Measures¶
Pure-function keyness association measures. The log-likelihood is the significance backbone; the log ratio is the effect size used to rank keywords.
keyflux.keyness.measures
¶
Keyness association measures as pure functions.
Each measure compares one word type across a focus corpus C and a reference
corpus R. The four observed quantities are the type's frequency in each corpus
(a in C, b in R) and the corpus token totals (n_focus,
n_reference). This is the keyword contingency of Brezina, Statistics in
Corpus Linguistics (2018), Ch. 3, and Dunning (1993) for the log-likelihood.
The log-likelihood (Dunning's G2) is the significance backbone; an effect-size measure (log ratio, Simple Maths, %DIFF) is used to rank keywords. Brezina's caution applies: in large corpora the log-likelihood flags far too many keywords, so it is for significance only and the sorting key should be an effect size.
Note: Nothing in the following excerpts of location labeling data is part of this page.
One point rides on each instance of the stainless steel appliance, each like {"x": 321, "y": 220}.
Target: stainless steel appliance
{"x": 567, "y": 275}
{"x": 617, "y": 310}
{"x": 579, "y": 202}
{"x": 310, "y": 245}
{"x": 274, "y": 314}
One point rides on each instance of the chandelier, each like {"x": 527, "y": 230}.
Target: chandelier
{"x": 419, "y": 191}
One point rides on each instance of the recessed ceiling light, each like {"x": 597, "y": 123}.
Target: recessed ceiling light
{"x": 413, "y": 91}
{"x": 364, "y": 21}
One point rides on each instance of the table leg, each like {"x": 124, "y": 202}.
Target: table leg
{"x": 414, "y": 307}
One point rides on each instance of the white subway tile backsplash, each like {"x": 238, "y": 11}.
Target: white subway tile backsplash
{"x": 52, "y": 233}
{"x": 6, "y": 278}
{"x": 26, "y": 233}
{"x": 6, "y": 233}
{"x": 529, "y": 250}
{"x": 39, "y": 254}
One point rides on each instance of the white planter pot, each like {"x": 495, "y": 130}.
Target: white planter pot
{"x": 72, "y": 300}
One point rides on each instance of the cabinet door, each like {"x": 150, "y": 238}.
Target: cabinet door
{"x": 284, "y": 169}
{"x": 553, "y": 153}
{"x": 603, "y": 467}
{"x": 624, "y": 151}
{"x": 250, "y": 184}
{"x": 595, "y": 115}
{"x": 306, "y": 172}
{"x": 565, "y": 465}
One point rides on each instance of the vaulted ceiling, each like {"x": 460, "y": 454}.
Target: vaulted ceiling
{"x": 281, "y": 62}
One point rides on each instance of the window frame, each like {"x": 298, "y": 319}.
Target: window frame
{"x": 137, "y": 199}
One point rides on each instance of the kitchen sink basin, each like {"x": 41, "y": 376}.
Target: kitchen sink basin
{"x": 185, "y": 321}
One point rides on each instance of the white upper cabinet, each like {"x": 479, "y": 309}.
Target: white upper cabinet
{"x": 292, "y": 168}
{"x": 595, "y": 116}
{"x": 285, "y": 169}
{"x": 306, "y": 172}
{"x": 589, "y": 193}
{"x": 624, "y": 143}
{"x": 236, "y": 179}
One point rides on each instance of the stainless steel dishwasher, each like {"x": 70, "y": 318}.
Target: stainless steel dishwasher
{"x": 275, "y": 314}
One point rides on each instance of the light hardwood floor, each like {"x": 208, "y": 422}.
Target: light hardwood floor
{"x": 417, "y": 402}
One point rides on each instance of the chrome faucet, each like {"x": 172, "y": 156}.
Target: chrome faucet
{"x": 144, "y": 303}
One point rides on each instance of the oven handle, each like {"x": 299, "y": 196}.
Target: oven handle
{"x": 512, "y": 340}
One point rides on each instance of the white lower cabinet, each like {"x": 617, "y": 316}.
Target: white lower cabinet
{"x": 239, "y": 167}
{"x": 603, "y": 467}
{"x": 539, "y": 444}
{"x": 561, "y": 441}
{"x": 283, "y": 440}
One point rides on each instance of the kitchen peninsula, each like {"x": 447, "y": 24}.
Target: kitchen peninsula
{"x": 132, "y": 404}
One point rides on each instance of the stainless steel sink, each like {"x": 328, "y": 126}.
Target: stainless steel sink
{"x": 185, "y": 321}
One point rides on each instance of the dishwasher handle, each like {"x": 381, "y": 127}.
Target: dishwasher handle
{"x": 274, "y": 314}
CHI2_CRITICAL = {'p05': 3.84, 'p01': 6.63, 'p001': 10.83, 'p0001': 15.13}
module-attribute
¶
Chi-square critical values at 1 d.f. for the log-likelihood significance bands.
SMP_DEFAULT_K = 100.0
module-attribute
¶
Default Simple Maths constant k (Kilgarriff 2009); also a frequency filter.
ZERO_CELL_FLOOR = 0.5
module-attribute
¶
Count substituted for a zero cell in log ratio / %DIFF so exclusives stay finite.
chi_square(a, b, n_focus, n_reference)
¶
Pearson chi-square (1 d.f.) on the 2x2 keyword contingency table.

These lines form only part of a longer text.